Ettore Scola came up with a magical title for his film, "A Special Day", a minimalist drama that plays out on only one location for 24 hours, but the film is only sporadically magical itself. The setting and the concept are brilliant: when two Totalitarian dictators, Hitler and Mussolini, meet in Rome, all the scum leaves an apartment complex to watch their "power", while only two human beings with a soul remain, two neighbors, Antonietta and Gabriele, and thus find to each other in this vacuum. There is something opulent in this concept that makes you enjoy "crunching" it down in your mind. The (2nd) opening shot (just after the archive footage of the dictators arriving), in which the camera rises to the window of the apartment and into the room of Antonietta, is virtuoso made, filmed in one take. Unfortunately, the sole core of the film, the interaction between Antonietta and Gabriele, is sadly lukewarm.
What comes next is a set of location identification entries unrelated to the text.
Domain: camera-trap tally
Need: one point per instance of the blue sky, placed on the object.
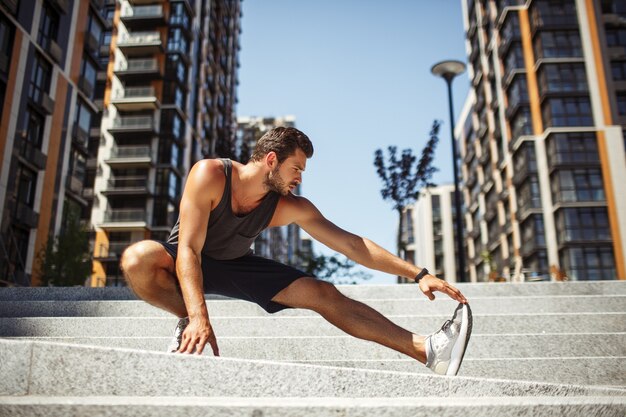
(356, 75)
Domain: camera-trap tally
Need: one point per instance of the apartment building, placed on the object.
(429, 232)
(169, 102)
(541, 141)
(105, 105)
(280, 243)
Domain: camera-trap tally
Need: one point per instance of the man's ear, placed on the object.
(271, 160)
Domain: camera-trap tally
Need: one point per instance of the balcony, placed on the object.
(30, 152)
(131, 126)
(55, 51)
(127, 186)
(26, 215)
(142, 17)
(141, 43)
(11, 6)
(74, 185)
(125, 219)
(135, 99)
(130, 157)
(138, 69)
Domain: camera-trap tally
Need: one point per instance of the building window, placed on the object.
(621, 103)
(577, 185)
(558, 44)
(582, 224)
(588, 263)
(615, 36)
(33, 127)
(521, 124)
(573, 148)
(570, 111)
(562, 78)
(40, 79)
(26, 184)
(88, 71)
(48, 26)
(618, 70)
(177, 41)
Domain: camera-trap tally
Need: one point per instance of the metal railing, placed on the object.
(125, 215)
(138, 65)
(131, 152)
(134, 92)
(140, 38)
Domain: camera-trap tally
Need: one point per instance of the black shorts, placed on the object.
(251, 278)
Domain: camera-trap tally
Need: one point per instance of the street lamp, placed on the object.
(448, 70)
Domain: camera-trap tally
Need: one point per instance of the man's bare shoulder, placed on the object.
(206, 179)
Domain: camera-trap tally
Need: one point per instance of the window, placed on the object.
(48, 26)
(40, 79)
(521, 124)
(621, 103)
(588, 263)
(26, 184)
(83, 116)
(33, 127)
(562, 78)
(571, 111)
(88, 71)
(558, 44)
(582, 224)
(573, 148)
(615, 36)
(577, 185)
(177, 41)
(618, 70)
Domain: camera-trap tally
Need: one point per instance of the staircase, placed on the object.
(536, 348)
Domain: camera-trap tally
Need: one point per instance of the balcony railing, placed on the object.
(134, 122)
(126, 215)
(131, 152)
(140, 38)
(134, 93)
(143, 11)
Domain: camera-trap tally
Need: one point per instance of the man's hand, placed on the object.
(430, 283)
(197, 334)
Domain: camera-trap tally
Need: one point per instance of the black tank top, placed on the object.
(230, 236)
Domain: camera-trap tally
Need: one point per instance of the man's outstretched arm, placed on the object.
(363, 250)
(195, 207)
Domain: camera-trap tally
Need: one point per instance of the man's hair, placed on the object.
(283, 141)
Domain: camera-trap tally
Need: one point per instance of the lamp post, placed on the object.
(448, 70)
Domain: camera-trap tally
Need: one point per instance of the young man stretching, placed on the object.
(224, 207)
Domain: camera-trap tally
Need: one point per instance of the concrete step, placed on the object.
(49, 369)
(350, 348)
(217, 308)
(366, 291)
(281, 326)
(106, 406)
(603, 371)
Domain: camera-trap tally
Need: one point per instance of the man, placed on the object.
(224, 206)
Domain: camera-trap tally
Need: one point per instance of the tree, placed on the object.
(66, 261)
(402, 179)
(330, 268)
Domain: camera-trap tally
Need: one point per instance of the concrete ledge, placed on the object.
(60, 370)
(281, 326)
(106, 406)
(222, 308)
(350, 348)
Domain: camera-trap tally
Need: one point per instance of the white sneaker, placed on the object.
(446, 347)
(178, 335)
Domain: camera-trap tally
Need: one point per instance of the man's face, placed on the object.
(286, 176)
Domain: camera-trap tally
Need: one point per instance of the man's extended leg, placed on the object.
(351, 316)
(150, 272)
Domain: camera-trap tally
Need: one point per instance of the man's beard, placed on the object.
(274, 182)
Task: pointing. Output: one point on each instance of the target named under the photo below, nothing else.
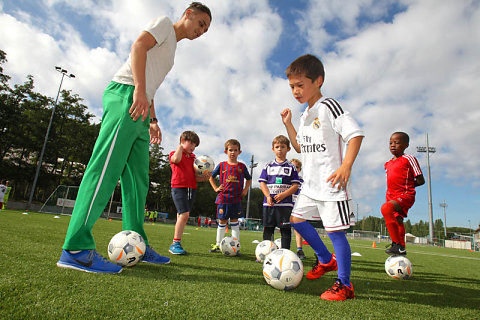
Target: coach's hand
(155, 133)
(140, 106)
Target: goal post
(62, 200)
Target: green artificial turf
(204, 285)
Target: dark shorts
(229, 211)
(405, 201)
(183, 199)
(277, 217)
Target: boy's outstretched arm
(292, 133)
(214, 184)
(343, 173)
(279, 197)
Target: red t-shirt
(183, 173)
(400, 175)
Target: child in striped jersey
(328, 139)
(403, 175)
(230, 192)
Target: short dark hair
(403, 136)
(281, 139)
(190, 136)
(307, 65)
(198, 6)
(232, 142)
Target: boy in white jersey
(122, 147)
(329, 140)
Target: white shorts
(335, 215)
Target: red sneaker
(320, 269)
(339, 292)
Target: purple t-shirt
(279, 177)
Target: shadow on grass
(431, 289)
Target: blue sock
(343, 254)
(308, 232)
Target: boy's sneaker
(151, 256)
(301, 254)
(176, 248)
(88, 261)
(339, 292)
(215, 248)
(396, 249)
(319, 269)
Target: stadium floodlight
(252, 165)
(444, 205)
(429, 150)
(39, 165)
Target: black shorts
(183, 199)
(277, 216)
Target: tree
(24, 118)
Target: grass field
(202, 285)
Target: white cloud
(416, 72)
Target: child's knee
(387, 208)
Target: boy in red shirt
(184, 185)
(403, 175)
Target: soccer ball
(126, 248)
(398, 267)
(203, 164)
(278, 242)
(283, 269)
(230, 246)
(264, 248)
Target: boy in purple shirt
(279, 181)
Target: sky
(405, 65)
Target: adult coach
(122, 147)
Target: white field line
(428, 253)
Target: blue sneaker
(88, 261)
(176, 248)
(151, 256)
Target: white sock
(220, 233)
(235, 230)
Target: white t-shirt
(324, 132)
(160, 58)
(3, 190)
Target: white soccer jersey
(324, 132)
(160, 58)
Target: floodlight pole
(252, 165)
(429, 150)
(444, 205)
(39, 164)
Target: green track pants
(121, 151)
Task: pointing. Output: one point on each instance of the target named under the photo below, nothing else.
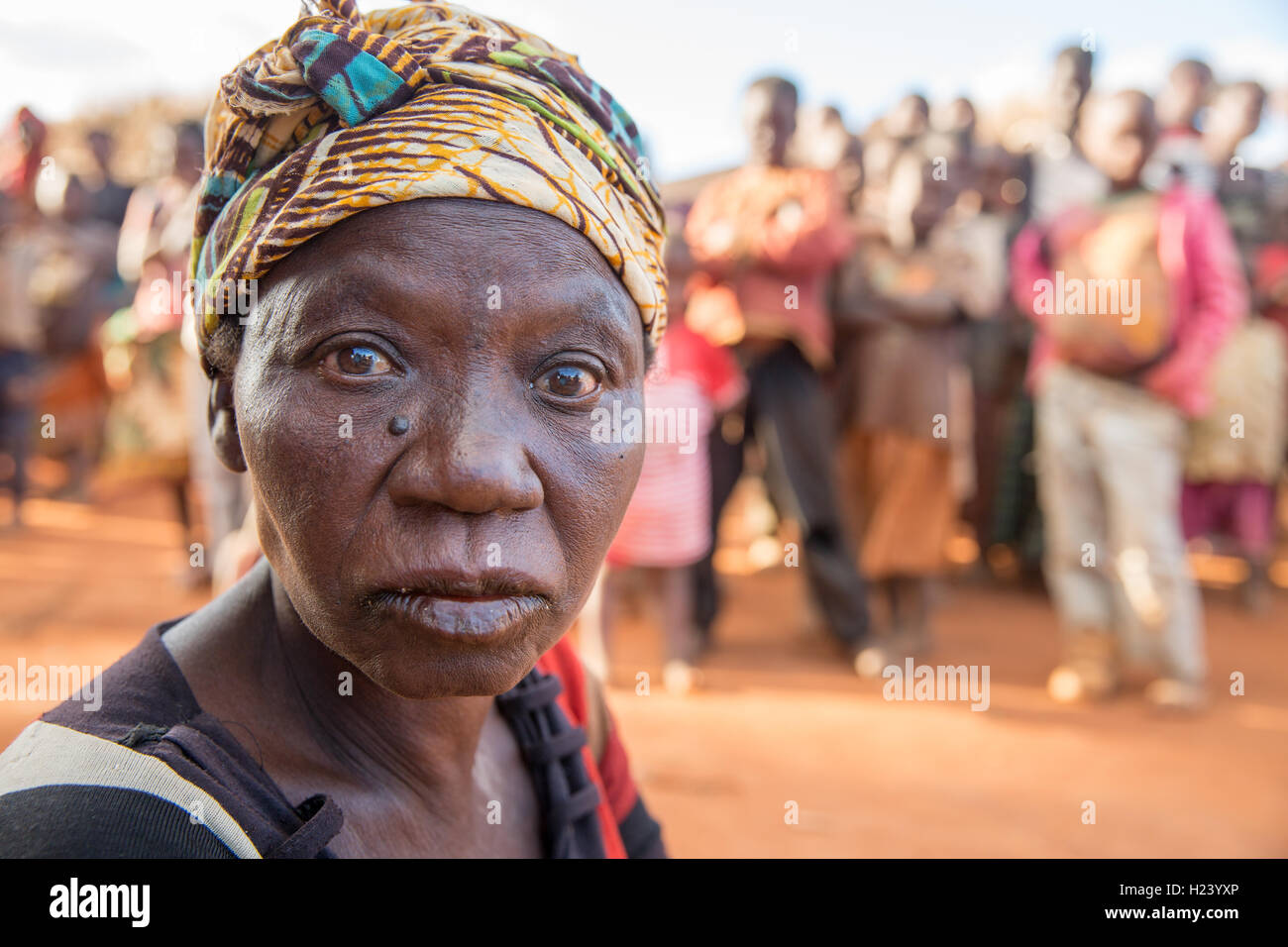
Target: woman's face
(446, 560)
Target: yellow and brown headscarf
(349, 111)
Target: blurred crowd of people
(885, 303)
(874, 326)
(98, 360)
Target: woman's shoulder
(69, 793)
(128, 768)
(80, 783)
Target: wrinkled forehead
(456, 256)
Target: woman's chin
(420, 674)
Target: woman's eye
(568, 381)
(359, 360)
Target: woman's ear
(222, 419)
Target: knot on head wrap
(351, 111)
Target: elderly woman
(456, 261)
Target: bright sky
(681, 65)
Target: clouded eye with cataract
(359, 360)
(568, 381)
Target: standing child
(1115, 384)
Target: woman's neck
(316, 718)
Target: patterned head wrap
(351, 111)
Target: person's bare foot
(1173, 694)
(871, 661)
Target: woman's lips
(464, 616)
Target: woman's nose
(471, 460)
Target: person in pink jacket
(1131, 298)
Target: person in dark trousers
(767, 239)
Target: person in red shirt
(767, 239)
(1115, 388)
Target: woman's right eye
(362, 361)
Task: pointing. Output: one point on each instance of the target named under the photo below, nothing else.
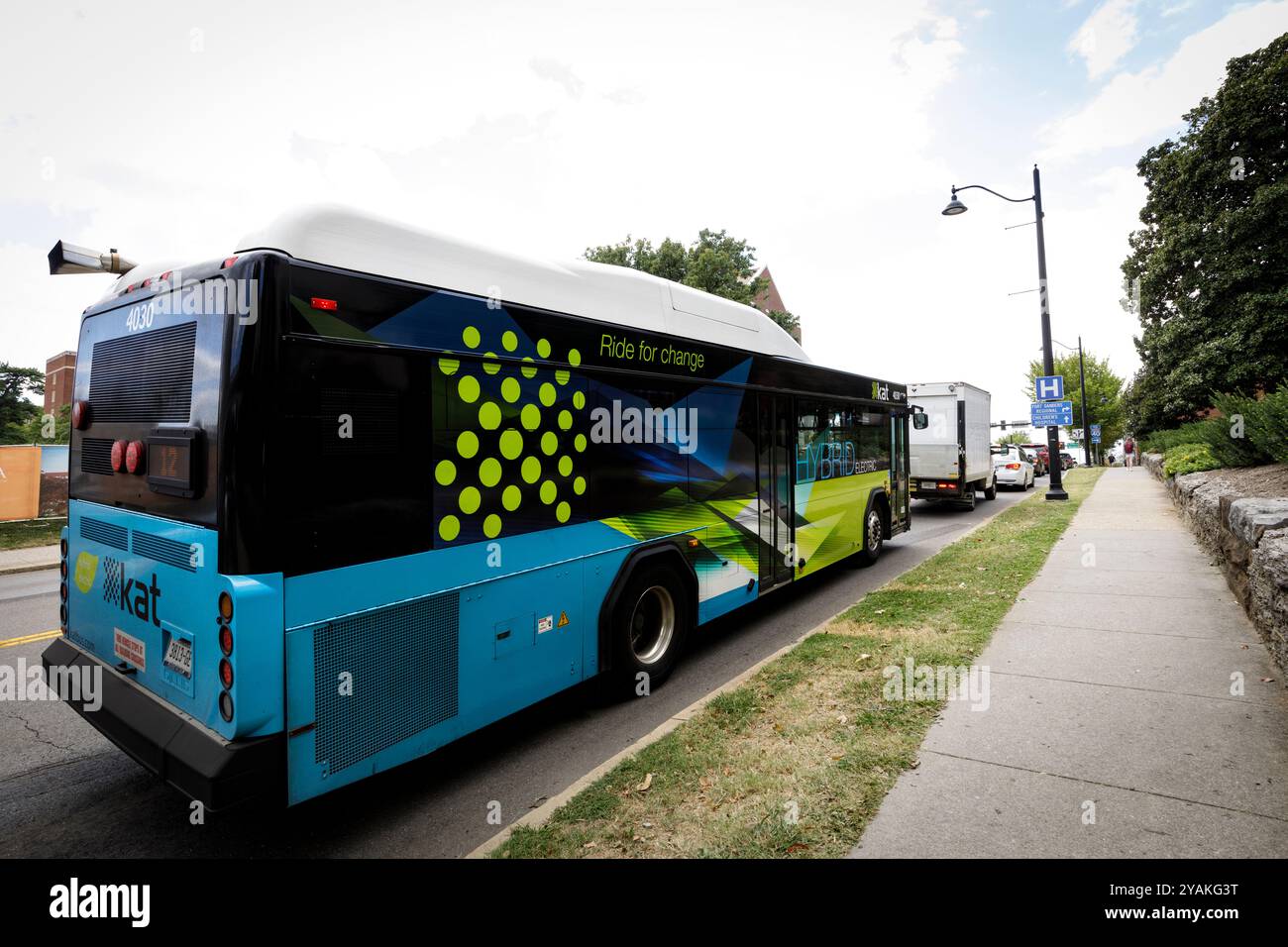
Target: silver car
(1014, 470)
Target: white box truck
(949, 459)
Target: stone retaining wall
(1240, 517)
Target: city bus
(357, 489)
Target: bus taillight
(136, 454)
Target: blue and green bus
(357, 489)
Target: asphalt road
(67, 791)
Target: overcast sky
(824, 133)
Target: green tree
(715, 263)
(1210, 265)
(50, 429)
(1104, 393)
(16, 384)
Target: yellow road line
(29, 639)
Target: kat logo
(86, 569)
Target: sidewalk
(29, 560)
(1111, 697)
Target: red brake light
(136, 455)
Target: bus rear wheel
(872, 538)
(649, 628)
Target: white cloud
(1107, 37)
(1136, 107)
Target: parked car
(1014, 470)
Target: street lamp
(1055, 488)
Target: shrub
(1192, 458)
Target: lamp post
(1055, 486)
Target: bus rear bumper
(219, 775)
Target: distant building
(59, 379)
(771, 299)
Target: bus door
(900, 467)
(776, 466)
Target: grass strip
(797, 762)
(24, 534)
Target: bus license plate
(178, 656)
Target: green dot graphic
(511, 444)
(469, 500)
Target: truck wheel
(649, 626)
(872, 538)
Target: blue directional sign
(1048, 386)
(1051, 414)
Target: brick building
(59, 373)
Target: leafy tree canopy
(1210, 264)
(16, 384)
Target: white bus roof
(614, 295)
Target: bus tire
(649, 626)
(874, 535)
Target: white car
(1014, 470)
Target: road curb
(541, 814)
(29, 567)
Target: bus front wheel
(649, 628)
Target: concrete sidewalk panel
(992, 812)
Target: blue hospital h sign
(1048, 386)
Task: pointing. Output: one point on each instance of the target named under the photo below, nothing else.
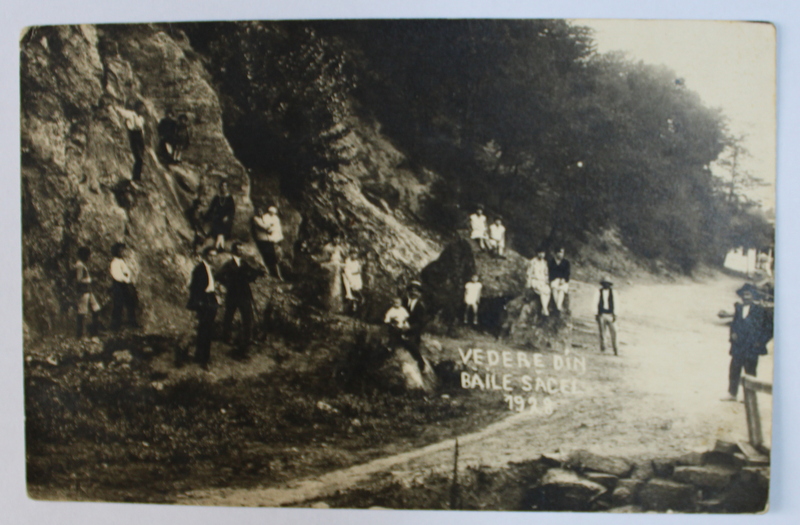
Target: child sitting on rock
(472, 298)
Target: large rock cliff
(77, 166)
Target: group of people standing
(549, 278)
(490, 238)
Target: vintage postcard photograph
(520, 265)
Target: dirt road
(660, 397)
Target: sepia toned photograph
(518, 265)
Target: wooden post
(751, 387)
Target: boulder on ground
(562, 489)
(662, 495)
(585, 460)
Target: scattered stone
(752, 456)
(325, 407)
(722, 458)
(726, 447)
(626, 509)
(625, 492)
(643, 471)
(689, 459)
(585, 460)
(123, 356)
(663, 468)
(708, 476)
(661, 495)
(609, 481)
(562, 489)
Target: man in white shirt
(268, 232)
(606, 300)
(123, 293)
(497, 238)
(538, 280)
(203, 301)
(472, 298)
(477, 223)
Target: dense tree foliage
(523, 117)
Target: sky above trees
(731, 65)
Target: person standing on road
(750, 332)
(416, 321)
(559, 271)
(607, 301)
(538, 280)
(203, 301)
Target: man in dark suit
(751, 330)
(236, 275)
(417, 317)
(203, 301)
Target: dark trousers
(93, 326)
(205, 331)
(245, 309)
(737, 363)
(137, 148)
(124, 298)
(272, 255)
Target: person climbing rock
(203, 301)
(268, 232)
(134, 123)
(220, 213)
(87, 302)
(123, 292)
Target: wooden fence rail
(751, 387)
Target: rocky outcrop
(77, 162)
(77, 165)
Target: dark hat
(749, 287)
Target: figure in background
(203, 301)
(607, 301)
(396, 319)
(477, 224)
(236, 275)
(220, 213)
(123, 293)
(333, 261)
(87, 302)
(134, 123)
(538, 280)
(167, 133)
(352, 281)
(751, 330)
(559, 271)
(183, 137)
(497, 238)
(268, 233)
(417, 318)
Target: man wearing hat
(416, 321)
(269, 234)
(607, 301)
(750, 332)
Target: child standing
(472, 298)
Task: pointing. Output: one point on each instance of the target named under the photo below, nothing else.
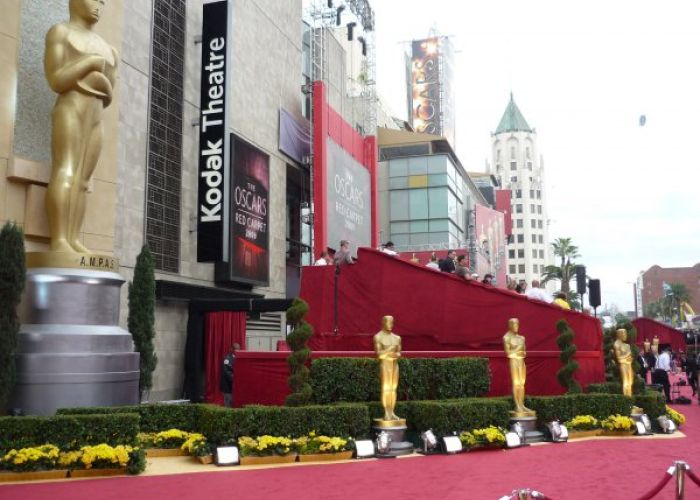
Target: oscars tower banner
(212, 204)
(345, 181)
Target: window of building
(164, 164)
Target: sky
(582, 73)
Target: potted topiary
(313, 448)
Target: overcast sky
(582, 73)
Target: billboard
(431, 89)
(348, 191)
(249, 234)
(490, 244)
(212, 200)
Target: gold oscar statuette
(514, 347)
(387, 346)
(81, 68)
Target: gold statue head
(513, 325)
(387, 323)
(88, 11)
(622, 334)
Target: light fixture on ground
(429, 444)
(666, 424)
(227, 455)
(557, 432)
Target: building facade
(519, 167)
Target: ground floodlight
(364, 448)
(558, 432)
(383, 443)
(452, 444)
(666, 424)
(227, 455)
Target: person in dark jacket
(226, 382)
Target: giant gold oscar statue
(514, 346)
(387, 346)
(81, 68)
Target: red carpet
(619, 469)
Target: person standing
(226, 382)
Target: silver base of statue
(71, 351)
(398, 446)
(529, 425)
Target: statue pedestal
(529, 424)
(396, 429)
(71, 350)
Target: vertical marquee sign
(213, 194)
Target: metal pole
(680, 479)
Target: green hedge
(356, 379)
(154, 417)
(68, 432)
(566, 407)
(220, 424)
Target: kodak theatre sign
(212, 211)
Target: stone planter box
(581, 434)
(117, 471)
(326, 457)
(33, 475)
(272, 459)
(165, 452)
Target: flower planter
(574, 434)
(165, 452)
(618, 433)
(206, 459)
(33, 475)
(272, 459)
(116, 471)
(326, 457)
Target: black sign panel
(212, 202)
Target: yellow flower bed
(677, 417)
(582, 423)
(617, 423)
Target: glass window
(418, 165)
(437, 164)
(438, 225)
(398, 182)
(437, 180)
(398, 167)
(399, 227)
(419, 226)
(437, 203)
(398, 201)
(418, 203)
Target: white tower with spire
(520, 168)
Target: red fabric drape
(222, 329)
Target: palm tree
(566, 270)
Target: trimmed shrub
(12, 280)
(356, 379)
(565, 341)
(568, 406)
(154, 417)
(68, 432)
(299, 373)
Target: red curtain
(222, 329)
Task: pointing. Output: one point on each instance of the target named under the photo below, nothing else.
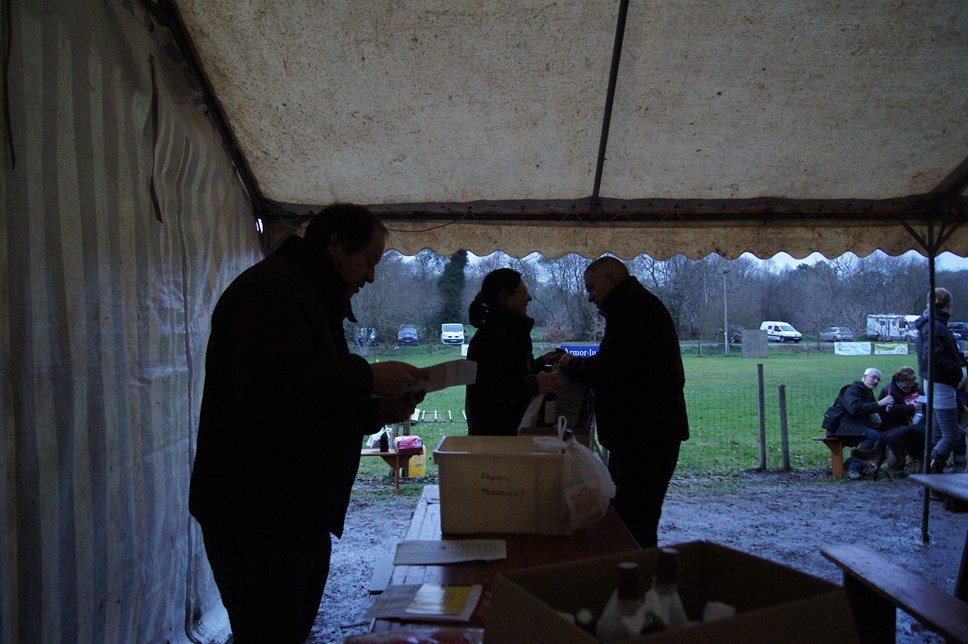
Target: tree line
(428, 289)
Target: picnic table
(608, 536)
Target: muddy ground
(786, 518)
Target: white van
(778, 331)
(452, 333)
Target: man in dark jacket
(861, 416)
(284, 410)
(638, 380)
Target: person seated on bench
(860, 416)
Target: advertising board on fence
(852, 348)
(581, 350)
(890, 349)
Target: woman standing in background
(508, 375)
(946, 363)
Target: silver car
(837, 334)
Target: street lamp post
(725, 314)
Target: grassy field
(722, 399)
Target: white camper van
(778, 331)
(452, 333)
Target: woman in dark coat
(508, 376)
(947, 365)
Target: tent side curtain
(123, 220)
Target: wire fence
(744, 414)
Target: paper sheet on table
(430, 553)
(448, 374)
(426, 602)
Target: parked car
(452, 333)
(407, 334)
(958, 329)
(837, 334)
(778, 331)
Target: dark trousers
(641, 478)
(270, 588)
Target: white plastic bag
(586, 485)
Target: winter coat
(859, 405)
(947, 359)
(637, 374)
(506, 368)
(901, 412)
(285, 406)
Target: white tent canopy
(140, 140)
(756, 126)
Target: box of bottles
(772, 602)
(499, 484)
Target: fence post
(784, 437)
(762, 409)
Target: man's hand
(547, 382)
(393, 379)
(396, 410)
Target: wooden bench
(876, 587)
(396, 459)
(836, 447)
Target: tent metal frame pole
(929, 415)
(623, 11)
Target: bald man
(638, 380)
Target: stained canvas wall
(122, 221)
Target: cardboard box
(582, 434)
(499, 484)
(774, 603)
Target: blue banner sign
(581, 350)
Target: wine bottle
(662, 599)
(622, 605)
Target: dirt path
(782, 517)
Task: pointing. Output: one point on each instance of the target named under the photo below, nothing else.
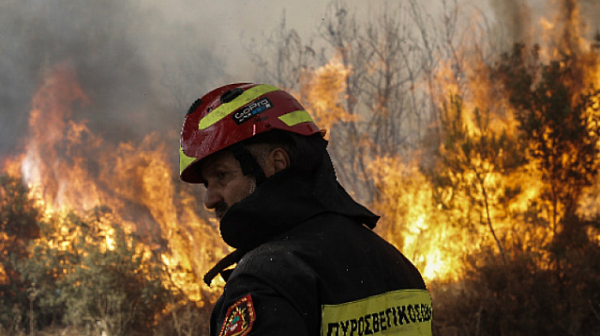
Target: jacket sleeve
(261, 308)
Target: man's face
(225, 183)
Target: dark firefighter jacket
(310, 265)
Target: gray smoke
(135, 78)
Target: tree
(559, 121)
(97, 276)
(18, 225)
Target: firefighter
(306, 259)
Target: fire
(69, 168)
(487, 197)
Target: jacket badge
(240, 318)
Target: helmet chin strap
(248, 163)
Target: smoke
(515, 16)
(133, 76)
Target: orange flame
(69, 168)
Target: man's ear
(279, 159)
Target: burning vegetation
(482, 163)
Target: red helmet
(232, 114)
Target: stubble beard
(223, 207)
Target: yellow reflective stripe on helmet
(295, 118)
(184, 160)
(225, 109)
(400, 312)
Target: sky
(142, 62)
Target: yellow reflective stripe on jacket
(295, 118)
(225, 109)
(401, 312)
(184, 160)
We never get why they connect, how or on which level, whereas their talk is not that stimulating and lacks true spark and passion. We find out that Gabriele is gay and will thus become one of the victims of the authoritarian regime, while his contemplations manage to transport some anti-totalitarian thoughts in Antonietta, which may explain why he awakened her interest by sparking her feminism and independence, but except for that, little else prevails to hold their interaction on a higher level. We see them, but don't (entirely) feel them. Still, "A Special Day" has a very smooth structure and only one poor scene - while Antonietta and Gabriele are about to have sex, Hitler's voice and the crowed cheering are heard in the background, which is very rough and disproportionate. One can guess what Scola was aiming for, to show the contrast between hate and love in one scene, but it still seems weird nonetheless. Overall, this is a quality, intelligent and contemplative little film that evokes memories of "Brief Encounter".